Classification

nanotune replaces the experimenter’s decision making by binary classifiers predicting either quality of a measurement or charge stage found in charge diagrams. Due to a large variety of regimes and noise types not reproduced by synthetic models, it uses hand-labelled experimental measurements to train them. Given the difficulty of collecting and labelling these datasets, binary classifiers, which are less data hungry than neural networks, are used.

Classifier

nanotune’s Classifier class emulates binary classifiers implemented in scikit-learn. One can choose among the following classifiers at initialization:

  • SVC

  • LogisticRegression

  • MLPClassifier

  • GaussianProcessClassifier

  • DecisionTreeClassifier

  • RandomForestClassifier

  • AdaBoostClassifier

  • GaussianNB

  • QuadraticDiscriminantAnalysis

  • KNeighborsClassifier.

The Classifier wraps some of the methods found in sklearn, such as splitting data into train and test sets, and implements these tailored to data measured with QCoDeS. Its methods allow to prepare data loaded from QCoDeS datasets, i.e. by loading it into a nanotune dataset, traces are scaled using previously measured normalization constants. Training data is selected at random from the available dataset so that both labels appear equally often. Principle components can also be calculated and used for classification.

Synthetic vs experimental data

The issue with using synthetic data to train machine learning classifiers to predict the charge state is that models often fail to capture the large variety of regimes. The model implemented in nanotune for example, is able to produce diagrams as those below.

capasd capadd

These diagram show ideal regime without noise. Beside the capacitance model, datasets based on other models have been used as well. One of them is the QFlow-lite dataset. A difference between nanotune’s synthetic data is that QFlow-lite data provides double dot diagrams showing triple points instead of the honey comb structure. Additionally, it is also able to reproduce a transition between single and double dot regime. To potentially improve classification accuracy, noise models can be added to synthetic data, however it has been shown that it does not increase classification accuracy (Darulova et al. 2021).

In contrast, experimental data can look similar, yet different. A diagram can contain more than one valid regime and various noise types. A double dot does not always look like a honeycomb structure and does not always show only triple points. Below a few examples of both single and double dots.

sd1 sd2

Experimental single dots.

In general, this charge state can be reproduced by models fairly well. But these examples show that experimental data will always have some noise and maybe regions with poor regimes.

dd1 dd4

Experimental double dot diagrams showing that a double dot does not always look the same, and especially, does not necessarily look similar to modelled data. Note that as these diagrams were taken by measuring direct current through the device, not all charge transitions are visible. Some of them, mainly in the lower left corner, are below the noise floor.

dd2 dd3 Experimental double dot diagrams with multiple regimes within the same image.

This variation is the reason why nanotune segments charge diagrams into sub-regions for classification.
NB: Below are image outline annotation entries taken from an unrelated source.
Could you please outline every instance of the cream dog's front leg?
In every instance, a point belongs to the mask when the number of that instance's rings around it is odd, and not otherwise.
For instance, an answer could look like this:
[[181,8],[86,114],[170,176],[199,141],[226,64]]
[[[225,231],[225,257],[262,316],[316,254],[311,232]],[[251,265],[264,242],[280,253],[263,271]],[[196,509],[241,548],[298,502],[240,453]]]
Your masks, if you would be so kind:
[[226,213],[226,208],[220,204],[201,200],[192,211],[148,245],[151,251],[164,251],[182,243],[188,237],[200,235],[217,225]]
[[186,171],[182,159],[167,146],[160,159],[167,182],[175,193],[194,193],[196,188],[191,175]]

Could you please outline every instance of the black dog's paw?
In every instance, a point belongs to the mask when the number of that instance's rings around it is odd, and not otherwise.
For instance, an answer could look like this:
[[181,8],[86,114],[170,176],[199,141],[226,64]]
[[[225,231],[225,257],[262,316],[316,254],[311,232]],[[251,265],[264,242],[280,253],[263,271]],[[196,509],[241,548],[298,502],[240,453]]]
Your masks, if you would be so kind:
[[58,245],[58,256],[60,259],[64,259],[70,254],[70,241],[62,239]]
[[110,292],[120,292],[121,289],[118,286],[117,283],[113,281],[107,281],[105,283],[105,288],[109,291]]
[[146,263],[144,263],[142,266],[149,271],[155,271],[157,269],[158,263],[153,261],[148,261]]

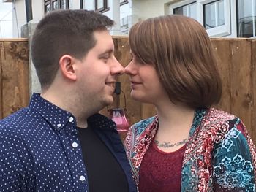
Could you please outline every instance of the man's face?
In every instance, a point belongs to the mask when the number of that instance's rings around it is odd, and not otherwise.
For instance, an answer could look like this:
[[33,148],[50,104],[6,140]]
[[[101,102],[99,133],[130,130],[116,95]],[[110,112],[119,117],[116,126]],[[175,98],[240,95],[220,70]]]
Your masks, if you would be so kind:
[[[94,32],[95,46],[79,64],[80,101],[99,110],[113,101],[114,85],[124,68],[113,55],[114,45],[107,30]],[[89,103],[88,103],[89,102]]]

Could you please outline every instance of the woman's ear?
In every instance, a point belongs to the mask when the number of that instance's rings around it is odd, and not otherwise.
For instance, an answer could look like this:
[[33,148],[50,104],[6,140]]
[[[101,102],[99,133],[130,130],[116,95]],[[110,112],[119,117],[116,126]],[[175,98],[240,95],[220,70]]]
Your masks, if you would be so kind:
[[76,80],[77,75],[74,69],[74,64],[75,63],[75,58],[69,55],[64,55],[59,59],[59,64],[62,74],[69,80]]

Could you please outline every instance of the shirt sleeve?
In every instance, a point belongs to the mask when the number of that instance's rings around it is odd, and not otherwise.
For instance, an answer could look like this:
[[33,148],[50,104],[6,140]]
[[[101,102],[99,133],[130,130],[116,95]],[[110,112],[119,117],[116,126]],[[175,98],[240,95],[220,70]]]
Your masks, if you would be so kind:
[[[29,153],[18,147],[18,139],[0,131],[0,191],[4,192],[30,191],[25,173],[24,160],[29,161]],[[21,143],[20,145],[23,145]],[[32,164],[30,164],[33,166]],[[30,167],[26,167],[29,170]]]
[[214,146],[213,182],[214,191],[255,191],[255,156],[245,133],[246,128],[238,119],[223,125],[229,131]]

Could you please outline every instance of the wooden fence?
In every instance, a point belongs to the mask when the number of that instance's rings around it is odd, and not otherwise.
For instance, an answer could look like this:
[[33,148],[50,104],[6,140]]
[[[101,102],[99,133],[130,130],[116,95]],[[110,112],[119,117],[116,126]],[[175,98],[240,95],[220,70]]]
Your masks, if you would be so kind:
[[[115,55],[127,66],[129,62],[127,37],[113,37]],[[223,93],[217,108],[239,117],[256,143],[256,39],[211,39],[218,56],[223,82]],[[0,118],[28,104],[29,66],[26,39],[0,39]],[[153,106],[133,101],[130,96],[129,77],[119,77],[126,96],[126,116],[130,124],[155,114]],[[124,107],[122,94],[108,109],[118,104]],[[109,116],[107,108],[101,113]]]
[[27,39],[0,39],[0,118],[26,107],[29,99]]

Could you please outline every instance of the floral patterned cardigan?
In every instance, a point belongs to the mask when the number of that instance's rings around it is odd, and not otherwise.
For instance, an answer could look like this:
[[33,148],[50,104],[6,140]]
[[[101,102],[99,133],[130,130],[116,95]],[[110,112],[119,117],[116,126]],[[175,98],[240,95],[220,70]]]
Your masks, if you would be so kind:
[[[156,115],[128,131],[125,145],[137,185],[157,128]],[[239,118],[214,108],[196,110],[183,160],[182,192],[255,191],[255,146]]]

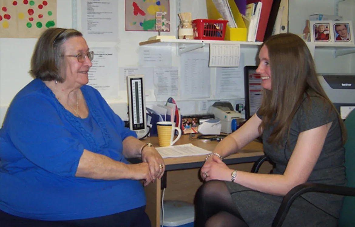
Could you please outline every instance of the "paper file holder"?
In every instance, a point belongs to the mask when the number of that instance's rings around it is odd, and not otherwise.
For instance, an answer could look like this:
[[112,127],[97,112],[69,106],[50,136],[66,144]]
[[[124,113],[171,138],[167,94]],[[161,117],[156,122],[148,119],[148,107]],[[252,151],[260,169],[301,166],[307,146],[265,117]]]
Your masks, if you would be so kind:
[[[228,0],[232,13],[237,24],[237,28],[231,28],[227,25],[226,29],[225,40],[230,41],[246,41],[247,28],[240,13],[237,7],[234,0]],[[206,0],[207,13],[208,19],[218,20],[222,16],[214,6],[212,0]]]

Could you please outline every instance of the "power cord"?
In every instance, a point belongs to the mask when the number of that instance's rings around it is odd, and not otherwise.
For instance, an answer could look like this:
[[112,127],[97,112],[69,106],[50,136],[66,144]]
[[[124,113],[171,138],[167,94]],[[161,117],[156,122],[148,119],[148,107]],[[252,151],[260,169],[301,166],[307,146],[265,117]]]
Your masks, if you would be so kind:
[[163,189],[163,195],[162,195],[162,227],[164,227],[164,194],[165,189]]
[[148,131],[147,132],[147,134],[144,135],[144,136],[139,139],[140,140],[144,140],[146,139],[146,138],[148,136],[148,135],[149,135],[149,134],[151,133],[151,129],[152,129],[152,128],[149,125],[147,125],[147,128],[148,128]]

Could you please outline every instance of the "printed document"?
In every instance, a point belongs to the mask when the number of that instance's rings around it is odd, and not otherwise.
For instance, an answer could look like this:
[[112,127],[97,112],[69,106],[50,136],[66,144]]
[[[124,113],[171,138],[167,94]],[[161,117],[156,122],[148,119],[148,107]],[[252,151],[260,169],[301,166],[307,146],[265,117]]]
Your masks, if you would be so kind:
[[106,99],[118,97],[118,52],[114,47],[94,47],[92,61],[92,66],[89,70],[88,85],[97,89]]
[[192,145],[192,144],[157,147],[163,158],[174,158],[207,155],[211,151]]
[[178,72],[176,67],[154,68],[154,94],[157,101],[178,96]]
[[209,44],[209,67],[236,67],[240,61],[240,45]]
[[181,99],[209,98],[211,70],[208,67],[208,53],[187,52],[181,55],[180,69]]
[[218,67],[216,68],[217,98],[232,97],[244,98],[244,56],[240,58],[239,67]]
[[87,41],[117,42],[118,1],[81,0],[81,32]]

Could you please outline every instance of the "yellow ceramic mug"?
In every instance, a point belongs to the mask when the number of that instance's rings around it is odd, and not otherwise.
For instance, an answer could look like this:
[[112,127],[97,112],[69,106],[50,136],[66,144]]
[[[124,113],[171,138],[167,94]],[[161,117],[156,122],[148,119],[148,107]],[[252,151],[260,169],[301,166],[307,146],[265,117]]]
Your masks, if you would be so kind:
[[[171,121],[159,121],[157,123],[158,137],[159,146],[167,147],[172,146],[181,137],[181,130],[175,127],[175,123]],[[178,136],[174,140],[175,130],[178,131]]]

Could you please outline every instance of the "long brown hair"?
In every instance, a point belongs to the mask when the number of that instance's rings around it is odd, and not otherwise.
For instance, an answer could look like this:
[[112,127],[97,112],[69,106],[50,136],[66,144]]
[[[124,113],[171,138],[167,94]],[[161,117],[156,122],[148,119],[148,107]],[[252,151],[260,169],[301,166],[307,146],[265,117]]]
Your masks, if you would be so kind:
[[267,142],[281,145],[285,135],[289,135],[291,122],[304,95],[309,98],[313,92],[329,103],[338,114],[345,144],[344,123],[318,80],[313,57],[303,40],[294,34],[281,34],[270,37],[262,47],[264,45],[269,54],[272,90],[264,89],[259,110],[262,116],[259,130],[261,131],[268,125],[275,125]]

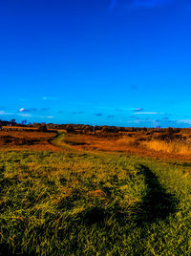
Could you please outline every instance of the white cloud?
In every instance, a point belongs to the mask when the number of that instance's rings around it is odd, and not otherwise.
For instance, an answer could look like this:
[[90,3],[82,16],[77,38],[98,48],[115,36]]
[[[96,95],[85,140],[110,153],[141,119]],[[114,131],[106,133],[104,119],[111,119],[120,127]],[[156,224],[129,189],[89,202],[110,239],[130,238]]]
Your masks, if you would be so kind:
[[5,112],[3,110],[2,111],[0,110],[0,115],[1,116],[11,116],[11,115],[14,115],[14,114],[13,113],[10,113],[10,112]]
[[56,96],[43,96],[42,99],[43,100],[49,100],[49,99],[51,99],[51,100],[56,100],[58,98]]
[[32,117],[32,115],[30,115],[30,114],[18,114],[18,116],[20,116],[20,117]]

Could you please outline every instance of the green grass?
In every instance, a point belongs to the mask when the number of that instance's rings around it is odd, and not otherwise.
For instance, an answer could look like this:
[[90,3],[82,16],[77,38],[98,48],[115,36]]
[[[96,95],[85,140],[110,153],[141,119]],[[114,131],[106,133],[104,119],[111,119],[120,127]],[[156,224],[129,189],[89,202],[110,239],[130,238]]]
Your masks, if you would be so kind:
[[0,251],[190,255],[190,169],[123,154],[1,152]]

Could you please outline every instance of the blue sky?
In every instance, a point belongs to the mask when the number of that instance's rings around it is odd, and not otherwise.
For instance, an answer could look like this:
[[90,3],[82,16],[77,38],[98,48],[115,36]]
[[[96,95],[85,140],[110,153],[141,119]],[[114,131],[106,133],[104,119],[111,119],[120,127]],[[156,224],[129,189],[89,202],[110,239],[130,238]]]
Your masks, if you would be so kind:
[[191,126],[187,0],[0,3],[0,119]]

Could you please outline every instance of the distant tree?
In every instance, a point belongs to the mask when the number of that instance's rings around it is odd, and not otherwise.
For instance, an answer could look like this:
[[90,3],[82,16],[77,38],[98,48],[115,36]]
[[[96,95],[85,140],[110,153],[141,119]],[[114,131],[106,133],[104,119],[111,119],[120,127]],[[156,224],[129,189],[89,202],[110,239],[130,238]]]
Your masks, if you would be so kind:
[[22,121],[21,121],[21,124],[22,124],[22,125],[26,125],[26,124],[27,124],[27,120],[22,120]]
[[38,132],[43,132],[43,133],[46,133],[48,130],[47,130],[47,125],[46,124],[41,124],[39,127],[38,127]]

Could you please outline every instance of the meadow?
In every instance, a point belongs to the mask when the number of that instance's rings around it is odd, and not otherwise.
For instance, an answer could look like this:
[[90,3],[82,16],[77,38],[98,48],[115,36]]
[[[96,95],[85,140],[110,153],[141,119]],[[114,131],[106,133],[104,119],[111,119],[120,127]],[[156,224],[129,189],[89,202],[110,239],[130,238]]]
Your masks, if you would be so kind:
[[189,152],[144,155],[138,136],[28,137],[0,146],[2,255],[191,254]]

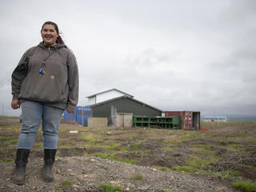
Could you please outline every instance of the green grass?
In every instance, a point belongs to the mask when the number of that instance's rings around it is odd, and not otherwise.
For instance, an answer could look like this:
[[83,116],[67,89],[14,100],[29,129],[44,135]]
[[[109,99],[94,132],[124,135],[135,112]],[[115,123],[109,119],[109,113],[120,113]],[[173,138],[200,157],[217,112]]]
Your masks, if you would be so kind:
[[131,147],[134,148],[138,148],[140,146],[141,143],[140,142],[134,142],[131,145]]
[[119,146],[120,144],[118,143],[110,143],[108,146],[98,146],[98,147],[103,148],[105,150],[116,150]]
[[190,148],[190,150],[202,155],[214,155],[215,154],[215,151],[210,150],[205,148],[193,147],[193,148]]
[[216,162],[218,158],[214,156],[206,157],[207,158],[199,158],[194,155],[190,155],[189,158],[185,159],[185,162],[194,167],[205,169],[210,163]]
[[239,176],[239,174],[237,171],[233,170],[232,169],[228,169],[226,170],[212,172],[212,175],[222,179],[227,178],[234,180],[235,178]]
[[173,169],[178,171],[184,171],[186,173],[194,173],[194,172],[199,171],[198,169],[193,168],[192,166],[175,166],[173,167]]
[[115,186],[111,184],[106,183],[99,183],[98,186],[102,189],[104,191],[107,192],[115,192],[115,191],[122,191],[122,186]]
[[1,136],[0,137],[0,141],[8,140],[8,139],[10,139],[9,136]]
[[107,153],[94,153],[94,154],[91,154],[91,155],[100,158],[106,159],[109,156],[109,154],[107,154]]
[[131,179],[133,179],[133,180],[142,180],[143,179],[143,176],[142,174],[136,174],[131,178]]
[[9,145],[13,145],[13,144],[17,144],[18,143],[18,140],[17,139],[14,139],[14,140],[10,140],[8,142],[6,142],[3,145],[4,146],[9,146]]
[[256,182],[251,181],[238,181],[233,183],[237,190],[244,192],[256,192]]
[[107,159],[109,159],[109,160],[113,160],[113,161],[117,161],[117,162],[127,162],[127,163],[130,163],[130,164],[138,165],[138,161],[135,160],[135,159],[120,158],[115,157],[114,155],[111,155],[111,156],[109,157]]
[[14,159],[4,158],[2,159],[2,162],[13,162]]
[[72,186],[72,182],[70,180],[64,180],[62,182],[62,186]]
[[54,192],[64,192],[64,190],[55,190]]
[[162,170],[162,171],[168,171],[169,170],[169,168],[166,166],[155,166],[155,168],[157,168],[158,170]]
[[79,139],[85,140],[88,142],[95,142],[96,139],[92,136],[81,135],[78,137]]
[[75,155],[78,155],[80,153],[78,151],[73,151],[73,154]]

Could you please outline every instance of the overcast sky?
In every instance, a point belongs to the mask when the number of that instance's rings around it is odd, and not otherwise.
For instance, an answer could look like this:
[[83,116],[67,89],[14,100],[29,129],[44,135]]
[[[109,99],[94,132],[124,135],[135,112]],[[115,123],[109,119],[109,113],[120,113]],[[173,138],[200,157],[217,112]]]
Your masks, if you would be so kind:
[[1,1],[0,114],[23,53],[55,22],[75,54],[78,105],[116,88],[162,110],[256,114],[256,1]]

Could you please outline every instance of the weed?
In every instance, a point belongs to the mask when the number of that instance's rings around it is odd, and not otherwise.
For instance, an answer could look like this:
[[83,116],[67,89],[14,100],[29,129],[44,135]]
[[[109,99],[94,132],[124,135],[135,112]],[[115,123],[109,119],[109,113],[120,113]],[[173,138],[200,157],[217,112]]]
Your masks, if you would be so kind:
[[207,158],[198,158],[194,155],[190,155],[190,158],[185,160],[188,164],[193,166],[198,166],[205,169],[206,165],[214,163],[218,161],[214,156],[210,156]]
[[64,190],[55,190],[54,192],[64,192]]
[[244,192],[255,192],[256,182],[251,181],[238,181],[233,183],[234,188]]
[[8,140],[8,139],[9,139],[8,136],[1,136],[0,137],[0,141]]
[[4,158],[2,159],[2,161],[3,161],[3,162],[13,162],[14,159]]
[[79,139],[85,140],[88,142],[95,142],[96,139],[91,136],[81,135],[78,137]]
[[72,182],[70,180],[64,180],[62,182],[62,185],[70,186],[72,186]]
[[91,155],[100,158],[106,158],[109,154],[107,153],[95,153],[95,154],[92,154]]
[[140,142],[134,142],[131,145],[132,147],[134,148],[138,148],[140,146],[141,143]]
[[212,174],[215,177],[221,178],[222,179],[234,179],[235,177],[238,177],[239,174],[237,171],[233,170],[232,169],[213,172]]
[[194,148],[191,148],[191,150],[202,155],[214,155],[215,154],[214,151],[206,150],[205,148],[194,147]]
[[127,162],[127,163],[134,164],[134,165],[138,164],[138,161],[137,160],[128,159],[128,158],[117,158],[117,157],[115,157],[114,155],[111,155],[107,159],[113,160],[113,161],[117,161],[117,162]]
[[131,179],[133,180],[142,180],[143,179],[143,176],[140,174],[136,174],[135,175],[134,175]]
[[108,192],[114,192],[114,191],[122,191],[122,186],[115,186],[111,184],[106,184],[106,183],[99,183],[98,186],[102,189],[104,191]]
[[80,153],[78,151],[73,151],[74,154],[78,155]]
[[193,168],[192,166],[174,166],[174,170],[184,171],[186,173],[194,173],[194,172],[199,171],[198,169]]
[[119,146],[118,143],[110,143],[109,146],[102,146],[100,147],[105,150],[116,150]]
[[11,140],[9,142],[6,142],[3,145],[4,146],[9,146],[9,145],[13,145],[13,144],[17,144],[18,143],[18,140],[14,139],[14,140]]

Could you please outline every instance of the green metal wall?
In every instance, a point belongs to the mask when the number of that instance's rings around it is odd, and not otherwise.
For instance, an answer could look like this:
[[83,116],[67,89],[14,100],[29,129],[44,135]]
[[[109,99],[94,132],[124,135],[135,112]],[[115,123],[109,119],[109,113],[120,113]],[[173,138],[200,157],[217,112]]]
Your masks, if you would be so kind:
[[111,106],[114,106],[117,113],[132,113],[134,115],[161,116],[162,111],[150,108],[128,98],[113,100],[99,106],[91,106],[93,117],[110,118]]

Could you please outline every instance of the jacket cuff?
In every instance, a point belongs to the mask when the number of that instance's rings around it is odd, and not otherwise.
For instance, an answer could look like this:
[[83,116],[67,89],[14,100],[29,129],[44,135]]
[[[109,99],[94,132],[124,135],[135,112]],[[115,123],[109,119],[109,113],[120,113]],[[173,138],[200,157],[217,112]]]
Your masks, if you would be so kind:
[[72,105],[70,103],[67,103],[67,105],[66,105],[66,109],[67,110],[70,110],[75,111],[75,107],[76,107],[76,106]]
[[14,100],[14,99],[19,99],[19,98],[15,95],[13,95],[13,100]]

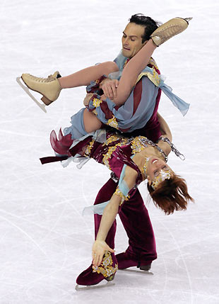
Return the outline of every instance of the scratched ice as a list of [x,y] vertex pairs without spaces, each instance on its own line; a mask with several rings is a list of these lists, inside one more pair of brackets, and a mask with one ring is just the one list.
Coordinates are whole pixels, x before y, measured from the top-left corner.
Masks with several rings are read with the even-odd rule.
[[[85,90],[63,91],[45,114],[16,77],[57,69],[67,75],[113,60],[136,13],[162,22],[194,17],[154,57],[167,84],[191,103],[182,118],[163,96],[160,112],[187,157],[182,162],[171,155],[170,164],[185,177],[196,203],[165,216],[141,185],[157,242],[153,275],[119,271],[114,285],[76,291],[93,241],[93,217],[82,217],[81,210],[93,203],[109,171],[93,161],[81,170],[40,164],[39,157],[52,155],[51,130],[69,125]],[[218,1],[1,0],[0,13],[0,303],[218,303]],[[119,220],[116,244],[117,252],[127,247]]]

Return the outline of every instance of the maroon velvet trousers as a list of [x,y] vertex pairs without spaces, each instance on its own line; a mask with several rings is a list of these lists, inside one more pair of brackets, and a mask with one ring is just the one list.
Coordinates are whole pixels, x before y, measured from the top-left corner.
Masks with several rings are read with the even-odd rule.
[[[116,191],[118,183],[110,179],[101,188],[95,201],[95,205],[110,201]],[[138,188],[133,190],[129,201],[119,207],[119,215],[129,237],[126,253],[139,264],[148,264],[157,258],[154,233],[147,208]],[[95,214],[95,236],[96,239],[102,215]],[[114,221],[106,238],[106,242],[114,248],[114,237],[117,229],[116,220]]]

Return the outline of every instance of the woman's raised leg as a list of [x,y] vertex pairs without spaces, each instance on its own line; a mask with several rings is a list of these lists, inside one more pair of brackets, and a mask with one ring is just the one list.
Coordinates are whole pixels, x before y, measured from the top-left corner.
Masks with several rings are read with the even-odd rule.
[[115,62],[107,61],[81,69],[71,75],[59,78],[58,80],[61,89],[88,86],[92,80],[98,79],[103,74],[108,75],[118,70]]

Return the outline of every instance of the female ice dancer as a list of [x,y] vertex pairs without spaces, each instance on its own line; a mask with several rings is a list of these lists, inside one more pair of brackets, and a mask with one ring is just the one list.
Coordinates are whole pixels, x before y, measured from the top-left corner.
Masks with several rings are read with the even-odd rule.
[[[180,21],[182,20],[182,19],[181,19]],[[177,20],[177,22],[178,21],[179,21]],[[175,20],[174,22],[176,22]],[[172,23],[170,23],[170,26],[169,23],[167,28],[165,28],[166,25],[163,25],[164,26],[162,28],[160,27],[161,28],[159,28],[162,35],[163,31],[166,32],[164,34],[165,35],[167,34],[167,31],[168,32],[168,30],[170,30],[170,28],[171,28],[171,24],[172,26]],[[157,38],[158,37],[159,38],[159,32],[157,32],[155,34]],[[173,35],[175,34],[176,32],[174,32]],[[168,38],[170,38],[170,31],[168,35]],[[161,39],[160,37],[160,39]],[[167,40],[166,37],[165,40]],[[149,47],[154,47],[153,43],[152,40],[150,40],[146,45],[149,46]],[[146,48],[146,47],[143,47],[141,51]],[[139,53],[140,51],[137,55]],[[143,54],[143,52],[142,54]],[[151,54],[150,57],[150,55]],[[133,60],[135,58],[136,58],[136,55],[132,58],[132,62]],[[138,59],[140,59],[140,57]],[[126,67],[127,67],[126,71],[128,71],[128,67],[129,64],[131,63],[131,60],[129,61]],[[136,66],[138,67],[138,61],[136,61],[136,65],[134,62],[134,68]],[[144,62],[144,64],[146,65],[146,63]],[[131,65],[129,64],[129,67],[131,67]],[[126,79],[125,69],[121,77],[118,89],[120,84],[123,83],[123,75],[124,75],[124,79]],[[141,69],[142,66],[141,67],[138,66],[138,69],[136,69],[136,71],[137,71],[137,76]],[[136,78],[137,76],[136,75],[135,77]],[[129,77],[127,77],[126,79],[128,79],[128,78]],[[133,80],[133,81],[134,82],[131,83],[132,86],[135,84],[136,80]],[[131,89],[132,87],[131,86],[130,86]],[[119,90],[117,91],[117,96],[119,97],[119,94],[118,94],[118,92],[119,92]],[[95,99],[97,99],[97,101]],[[100,103],[101,103],[100,101],[101,98],[93,98],[92,106],[95,106],[96,108],[98,108],[100,106],[98,106],[98,103],[100,102]],[[96,103],[97,106],[96,104],[93,104],[93,101],[97,103]],[[93,113],[91,114],[93,115]],[[93,117],[96,118],[95,116]],[[83,121],[85,123],[84,126],[86,129],[86,118],[85,116],[83,118]],[[78,155],[85,157],[93,157],[97,162],[108,166],[109,168],[114,171],[115,179],[119,179],[118,186],[117,187],[114,194],[110,200],[110,202],[106,202],[106,203],[102,205],[100,208],[99,208],[98,212],[100,212],[101,214],[102,209],[104,209],[104,213],[101,220],[96,241],[93,249],[93,267],[90,266],[78,276],[77,279],[77,283],[78,284],[93,285],[97,283],[104,278],[109,281],[114,278],[114,274],[117,269],[117,259],[113,253],[114,250],[112,249],[114,247],[114,237],[110,237],[110,240],[108,240],[107,242],[105,241],[107,239],[109,234],[110,234],[109,232],[109,230],[110,231],[110,227],[111,229],[114,229],[114,220],[116,214],[118,210],[119,213],[121,212],[122,207],[119,206],[122,206],[124,201],[129,202],[129,196],[131,198],[134,197],[134,193],[138,193],[138,190],[136,187],[141,181],[144,180],[146,176],[148,176],[148,190],[154,201],[167,214],[172,213],[174,210],[185,209],[187,201],[189,200],[192,200],[187,193],[187,186],[184,180],[176,176],[165,164],[167,156],[170,151],[170,147],[173,150],[175,150],[175,149],[170,142],[172,140],[170,131],[170,130],[168,130],[167,126],[165,127],[165,123],[160,117],[159,117],[159,122],[161,123],[161,128],[163,130],[165,130],[164,134],[166,137],[162,137],[158,145],[155,145],[150,141],[148,141],[147,138],[141,136],[129,140],[123,137],[119,134],[112,134],[110,132],[106,133],[106,140],[103,142],[101,142],[102,140],[100,141],[100,138],[101,137],[100,133],[99,134],[96,133],[95,136],[93,136],[93,135],[86,134],[84,138],[81,138],[80,140],[73,140],[72,138],[75,139],[76,137],[74,136],[74,133],[72,134],[70,130],[69,135],[67,133],[66,136],[62,137],[62,135],[60,134],[60,140],[54,141],[54,147],[55,147],[56,152],[59,154],[64,155],[58,156],[57,157],[59,158],[59,160],[66,159],[70,157],[74,157]],[[94,124],[92,125],[92,128],[93,128],[93,125]],[[87,132],[90,132],[90,130],[87,130]],[[94,130],[91,130],[91,131],[95,130],[96,130],[95,128]],[[70,145],[69,143],[71,144]],[[47,161],[46,160],[45,162],[47,162]],[[107,206],[105,207],[106,205]],[[95,208],[95,212],[96,212]],[[100,222],[100,219],[97,220],[97,222],[98,220]],[[107,243],[108,243],[108,244],[110,243],[110,242],[112,242],[113,245],[109,247]],[[102,259],[103,256],[104,257]],[[124,257],[123,257],[122,261],[124,262],[125,259],[125,261],[129,264],[128,266],[134,266],[130,265],[130,261],[128,261],[129,259],[126,259],[127,256],[125,257],[125,259],[124,259]],[[155,258],[155,257],[151,257],[151,260]],[[133,260],[129,259],[129,260],[131,260],[131,264],[136,263],[134,259]],[[143,267],[143,259],[141,259],[140,261],[143,261],[143,263],[140,264],[140,266],[141,266],[141,267]]]

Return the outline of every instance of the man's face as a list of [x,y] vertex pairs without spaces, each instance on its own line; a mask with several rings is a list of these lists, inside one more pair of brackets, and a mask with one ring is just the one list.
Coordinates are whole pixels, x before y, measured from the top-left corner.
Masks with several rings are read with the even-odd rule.
[[127,24],[124,30],[122,38],[122,55],[128,58],[131,58],[147,43],[142,43],[142,36],[144,33],[144,26],[133,22]]

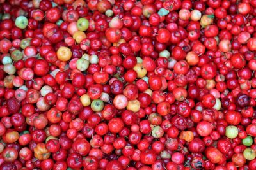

Each sub-region is classified separately.

Labelling

When using labelled experimental data, the labelling process brings another challenge with it. Not only is the process time consuming, but the regime might not be clear-cut. In fact, each labeller might label diagrams differently, inducing a bias which may confuse the classifier. A strategy could be sample a few examples, based on which a set of rules are fixed. A few relevant questions to answer before starting to label are the following. Most of the also apply other data such as pinch off curves.

  • When is a regime good?

  • Does readout related noise can make a regime bad?

  • Which regime does a single to double dot transition belong to? E.g. when single dot lines start to wiggly and the system is in a transition to a double dot.

  • Do we want to classify quality at all? QFlow-lite foe example uses different labels than nanotune. Here, the classifier decides between single, double and no dot.

  • How are multi-regime diagrams labelled?

To help answer these questions, one could think about what the subsequent tuning requires. Does it have to locate triple points? Or does it need to find the single electron regime? Can we deal with noise later on? A different end goal may require different labels.

Below are three examples of data which may pose some labelling difficulties and could be used to decide on a set of “labelling rules”.

noise1 noise2 noise3

Labelling tool

nanotune has a simple tool trying to alleviate the pain of labelling, called the LabellingTool. From experience, having a window displaying each measurements and buttons to click for each label, makes the whole procedure faster and more reliable. The selected labels are saved to metadata of the QCoDeS dataset. Below a screenshot of this window, an example notebook of how to launch it can be found in Examples.

screenshot of nanotune's labelling tool

Fig. 18 Screenshot of nanotune’s labelling tool.